The BBB is very important. It's a highly selective structure that prevents toxic proteins and other pathogens from entering the brain where they could trigger inflammation or other dysfunction. We know that impaired BBB integrity is an early precursor to neurodegenerative conditions like Alzheimer’s disease, raising the possibility that diets low in fibre could be contributing to neurological illness.

Worryingly, the biobank study found that people with low-fibre diets had a lower volume of tissue in 11 regions of the brain, compared to those with a balanced diet. That's significant as higher overall brain volumes are associated with protection against neurodegenerative illnesses (called cognitive reserve).

Currently, not a single age group in the UK is meeting the recommendations for fibre intake, which is 30g for most adults. Oats, legumes (such as beans and lentils), fruit and vegetables are all great sources of fibre.

3. Avoid fad diets

Another concern is the online promotion of extreme dietary practices like the carnivore diet, which encourages people to eat only animal products (meat, eggs and dairy) and to completely exclude fibre-rich plant foods.

Such diets are endorsed as a fast track to fat loss and muscle growth and have, consequently, become popular with young men.

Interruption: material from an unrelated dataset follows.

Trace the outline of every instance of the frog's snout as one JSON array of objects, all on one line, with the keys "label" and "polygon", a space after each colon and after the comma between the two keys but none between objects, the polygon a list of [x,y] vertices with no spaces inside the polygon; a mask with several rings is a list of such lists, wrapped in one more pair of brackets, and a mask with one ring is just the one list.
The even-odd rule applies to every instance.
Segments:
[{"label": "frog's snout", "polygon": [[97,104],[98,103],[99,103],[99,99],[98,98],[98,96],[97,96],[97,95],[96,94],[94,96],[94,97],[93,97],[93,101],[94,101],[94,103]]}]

But, while on the plus side, they might encourage young people to eat fewer ultra-processed foods, they could be introducing immunological changes that put young brains at increased risk at what is already a vulnerable time for mental health.

What is clear is that, as a nation, we are not eating the foods known to support brain health and development. Twenty years after the campaign was introduced, 67 per cent of us are not hitting our 5-a-day.

Close to 60 per cent of our diets are ultra-processed, and there is an inverse relationship between the proportion of ultra-processed foods in the diet and nutrient status. These stats alone should give us pause. The brain is an extraordinarily hard-working organ with a consistently high demand for energy and a broad range of nutrients – nutrients that most of us aren’t getting enough of.